4. Usage of the Chinese yuan in key international centres fell 10.5 percent last year, hitting a 29-month low in December 2016, a proprietary index compiled by Standard Chartered showed on Tuesday. Standard Chartered said these measures had also curbed usage of offshore yuan. It added that "tighter capital controls, lingering intervention worries and persistent depreciation expectations have kept genuine CNH users cautious".

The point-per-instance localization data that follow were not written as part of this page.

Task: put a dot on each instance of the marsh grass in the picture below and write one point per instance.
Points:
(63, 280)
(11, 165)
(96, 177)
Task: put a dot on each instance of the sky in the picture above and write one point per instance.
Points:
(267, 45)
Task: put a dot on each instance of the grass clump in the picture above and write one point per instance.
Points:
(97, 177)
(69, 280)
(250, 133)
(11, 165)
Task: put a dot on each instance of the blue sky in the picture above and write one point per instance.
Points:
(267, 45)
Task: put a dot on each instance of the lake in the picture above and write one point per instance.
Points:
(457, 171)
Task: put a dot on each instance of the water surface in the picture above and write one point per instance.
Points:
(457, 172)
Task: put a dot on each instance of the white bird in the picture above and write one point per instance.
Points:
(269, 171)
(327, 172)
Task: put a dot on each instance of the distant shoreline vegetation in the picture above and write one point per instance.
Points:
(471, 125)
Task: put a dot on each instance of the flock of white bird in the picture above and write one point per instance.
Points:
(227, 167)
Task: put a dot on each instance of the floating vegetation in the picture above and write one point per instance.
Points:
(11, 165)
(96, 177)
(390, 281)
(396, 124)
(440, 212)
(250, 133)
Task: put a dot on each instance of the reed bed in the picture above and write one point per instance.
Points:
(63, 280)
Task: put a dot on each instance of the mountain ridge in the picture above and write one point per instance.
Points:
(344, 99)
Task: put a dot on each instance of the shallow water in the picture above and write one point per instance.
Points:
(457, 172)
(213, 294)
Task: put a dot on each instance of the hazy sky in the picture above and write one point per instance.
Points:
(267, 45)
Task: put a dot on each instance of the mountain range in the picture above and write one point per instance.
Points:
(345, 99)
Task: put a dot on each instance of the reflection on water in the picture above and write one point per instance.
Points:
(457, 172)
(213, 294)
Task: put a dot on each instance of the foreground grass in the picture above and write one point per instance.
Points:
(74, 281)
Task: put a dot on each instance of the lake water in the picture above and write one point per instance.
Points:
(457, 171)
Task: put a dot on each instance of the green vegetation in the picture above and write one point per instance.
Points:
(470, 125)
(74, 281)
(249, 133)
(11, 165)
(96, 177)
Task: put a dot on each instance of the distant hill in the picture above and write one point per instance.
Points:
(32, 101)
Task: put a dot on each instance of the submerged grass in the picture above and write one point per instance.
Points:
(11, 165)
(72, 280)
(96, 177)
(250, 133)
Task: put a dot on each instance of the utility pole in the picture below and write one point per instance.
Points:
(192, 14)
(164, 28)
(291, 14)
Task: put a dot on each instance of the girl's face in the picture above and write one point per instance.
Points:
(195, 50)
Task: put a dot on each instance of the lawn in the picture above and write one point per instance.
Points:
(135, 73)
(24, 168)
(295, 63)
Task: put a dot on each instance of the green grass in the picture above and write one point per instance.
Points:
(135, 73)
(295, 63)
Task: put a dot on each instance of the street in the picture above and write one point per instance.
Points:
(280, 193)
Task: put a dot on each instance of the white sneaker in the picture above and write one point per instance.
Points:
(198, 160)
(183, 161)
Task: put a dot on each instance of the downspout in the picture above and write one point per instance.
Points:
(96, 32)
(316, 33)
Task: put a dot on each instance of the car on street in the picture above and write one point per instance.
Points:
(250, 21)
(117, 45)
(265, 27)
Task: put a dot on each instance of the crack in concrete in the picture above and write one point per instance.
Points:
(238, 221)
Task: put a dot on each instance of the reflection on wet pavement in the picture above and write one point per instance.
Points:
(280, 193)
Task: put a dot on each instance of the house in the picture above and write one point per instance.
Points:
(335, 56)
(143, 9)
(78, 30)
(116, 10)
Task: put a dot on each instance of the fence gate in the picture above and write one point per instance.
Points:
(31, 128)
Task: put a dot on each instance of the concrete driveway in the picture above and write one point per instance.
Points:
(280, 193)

5. The U.S. Commodity Futures Trading Commission on Monday ordered Forex Capital Markets, its parent FXCM Holdings LLC and founding partners Dror Niv and William Ahdout to pay $7 million to settle charges it defrauded retail foreign exchange customers. The CFTC said in a statement that "between Sept. 4, 2009 though at least 2014, FXCM engaged in false and misleading solicitations of FXCM's retail customers by concealing its relationship with its most important market maker and by misrepresenting that its 'No Dealing Desk' platform had no conflicts of interest with its customers."

II. Market Overview
FX
The dollar climbed to a more than one-week high on Tuesday as it gained for a fifth straight session, bolstered by technical buying after recent losses as well as political uncertainty in Europe with a slew of elections this year. The greenback posted its best one-day gain since mid-January, rising at the expense of the euro. In afternoon trade, the dollar index was up 0.4 percent to 100.27, recovering from its worst January performance since 1987. It also gained 0.4 percent against the yen to 112.21. The euro, meanwhile, fell 0.5 percent to $1.0695, posting its worst daily performance in about two weeks.

Precious Metals
Gold slipped from a three-month peak on Tuesday, pressured by earlier strength in the dollar as the euro fell on weak German industry data and nervousness ahead of the French elections.  Spot gold was last at $1,233.64 an ounce, after rising to $1,235.78, its highest since Nov. 11. U.S. gold futures settled up 0.3 percent at $1,236.10.

Commodities
1.Crude Oil
Oil prices tumbled more than 1 percent Tuesday, pressured by growing crude stockpiles in the United States as evidence of a burgeoning revival in U.S. shale production could complicate efforts by OPEC and other producers to reduce a supply glut. Brent crude settled down 67 cents, or 1.2 percent, at $55.05 a barrel, while U.S. crude ended 84 cents, or 1.6 percent, lower at $52.17.

2.Base Metals
Copper prices fell on Tuesday as the dollar rose and worries about demand growth in top consumer China and elsewhere subdued sentiment, but concerns about supply curbs helped limit losses. Benchmark copper on the London Metal Exchange ended down 0.9 percent at $5,795 a tonne. Tin closed 1.5 percent lower at $18,930 up from an earlier $18,630, its lowest since August, as higher inventories in LME-approved warehouses eased concern about supply.

U.S. Treasuries
U.S. Treasury yields fell to their lowest in nearly three weeks on Tuesday, drifting past significant technical levels, as fixed-income investors worried that President Donald Trump's pro-growth policies could be hamstrung by his focus on other issues. Benchmark 10-year note yields fell to 2.37 percent, their lowest since Jan. 18, with other Treasury yields falling broadly to their weakest levels since mid-January. Prices on the 10-year were last up 7/32 to yield 2.38 percent.

Stock Market
1. U.S. Equities
Wall Street rose slightly on Tuesday, with the S&P 500 ended barely higher, while the Nasdaq managed to scratch out a new record as gains in big tech and consumer names. The Dow Jones Industrial Average rose 37.87 points, or 0.19 percent, to 20,090.29, the S&P 500 gained 0.52 points, or 0.02 percent, to 2,293.08 and the Nasdaq Composite added 10.67 points, or 0.19 percent, to 5,674.22.

2. Hong Kong Equities
Hong Kong stocks were little changed on Tuesday, with buying interest from the mainland countered by weakness in global markets. The benchmark Hang Seng index dropped 0.1 percent, to 23,331.57 points, while the Hong Kong China Enterprises Index gained 0.1 percent, to 9,846.06 points. The energy sector was among the biggest decliners, down 0.7 percent at the close, as oil prices remained under pressure after losing nearly 2 percent on Monday. But resource stocks added 0.6 percent, helped by a firm commodity market.